Install polylora first:

pip install polylora

PolyLoRA support lets one deployment route requests through different LoRA adapters without starting one replica per adapter. Enable it with --enable-polylora or GLiNERServeConfig(enable_polylora=True). The polylora package must be importable in the serving environment.

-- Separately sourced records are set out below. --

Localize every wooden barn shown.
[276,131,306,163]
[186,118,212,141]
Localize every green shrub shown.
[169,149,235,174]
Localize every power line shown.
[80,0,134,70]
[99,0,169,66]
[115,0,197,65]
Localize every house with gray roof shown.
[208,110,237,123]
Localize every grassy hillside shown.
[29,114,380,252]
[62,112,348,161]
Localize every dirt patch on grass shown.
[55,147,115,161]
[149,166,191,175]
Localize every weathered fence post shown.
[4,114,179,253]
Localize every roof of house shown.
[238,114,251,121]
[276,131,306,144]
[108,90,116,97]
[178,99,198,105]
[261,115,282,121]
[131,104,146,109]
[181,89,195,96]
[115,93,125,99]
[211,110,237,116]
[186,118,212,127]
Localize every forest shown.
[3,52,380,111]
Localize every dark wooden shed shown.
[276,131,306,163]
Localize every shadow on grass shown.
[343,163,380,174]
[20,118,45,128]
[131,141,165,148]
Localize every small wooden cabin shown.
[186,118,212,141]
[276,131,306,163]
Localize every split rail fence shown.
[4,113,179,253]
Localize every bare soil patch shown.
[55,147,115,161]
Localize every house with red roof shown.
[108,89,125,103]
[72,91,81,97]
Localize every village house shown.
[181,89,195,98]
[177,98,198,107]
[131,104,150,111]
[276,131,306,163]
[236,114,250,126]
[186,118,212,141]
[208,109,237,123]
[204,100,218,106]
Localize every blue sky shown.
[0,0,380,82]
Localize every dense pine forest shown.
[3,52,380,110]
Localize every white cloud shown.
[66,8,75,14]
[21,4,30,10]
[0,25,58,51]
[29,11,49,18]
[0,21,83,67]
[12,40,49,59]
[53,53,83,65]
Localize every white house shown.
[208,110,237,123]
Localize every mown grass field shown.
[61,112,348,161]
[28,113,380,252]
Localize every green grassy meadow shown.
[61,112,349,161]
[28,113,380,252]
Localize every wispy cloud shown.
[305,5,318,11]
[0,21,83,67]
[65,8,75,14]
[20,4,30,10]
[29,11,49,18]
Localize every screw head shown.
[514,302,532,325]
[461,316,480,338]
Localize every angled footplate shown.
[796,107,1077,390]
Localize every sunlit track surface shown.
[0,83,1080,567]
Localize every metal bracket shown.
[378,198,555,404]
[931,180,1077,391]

PolyLoRA is currently implemented for GLiNER text encoder models. During startup, the server wraps model.model.token_rep_layer.bert_layer.model with PolyLoraModel; architectures without that path raise NotImplementedError.

Start with PolyLoRA¶

python -m gliner.serve \
    --model urchade/gliner_small-v2.1 \
    --enable-polylora \
    --polylora-max-rank 16 \
    --polylora-max-gpu-adapters 8 \
    --polylora-max-cpu-adapters 128 \
    --polylora-disk-cache-dir /models/polylora-cache

Use --polylora-adapter-weight-modules when your adapter weights target a specific set of module names:

python -m gliner.serve \
    --model urchade/gliner_small-v2.1 \
    --enable-polylora \
    --polylora-adapter-weight-modules query,value

Select an adapter per request¶

Pass adapter_id in Python or HTTP requests. If adapter_id is omitted while PolyLoRA is enabled, the request uses polylora_base_adapter_id (default: "__base__"), which means base-model inference.

from gliner.serve import GLiNERClient

client = GLiNERClient()
result = client.predict(
    "John works at Google",
    labels=["person", "organization"],
    adapter_id="customer-a",
)
curl -X POST http://localhost:8000/gliner \
  -H "Content-Type: application/json" \
  -d '{
        "text": "John works at Google",
        "labels": ["person", "organization"],
        "adapter_id": "customer-a"
      }'

Adapter ids must match polylora_adapter_id_pattern and cannot equal the reserved base adapter id. Unknown adapter ids return a 404 response.

Adapter cache status¶

The client exposes the /adapter-cache endpoint:

client.adapter_cache_status()
client.adapter_cache_status("customer-a")
client.is_adapter_cached("customer-a")

The raw HTTP endpoint is also available:

curl http://localhost:8000/gliner/adapter-cache
curl "http://localhost:8000/gliner/adapter-cache?adapter_id=customer-a"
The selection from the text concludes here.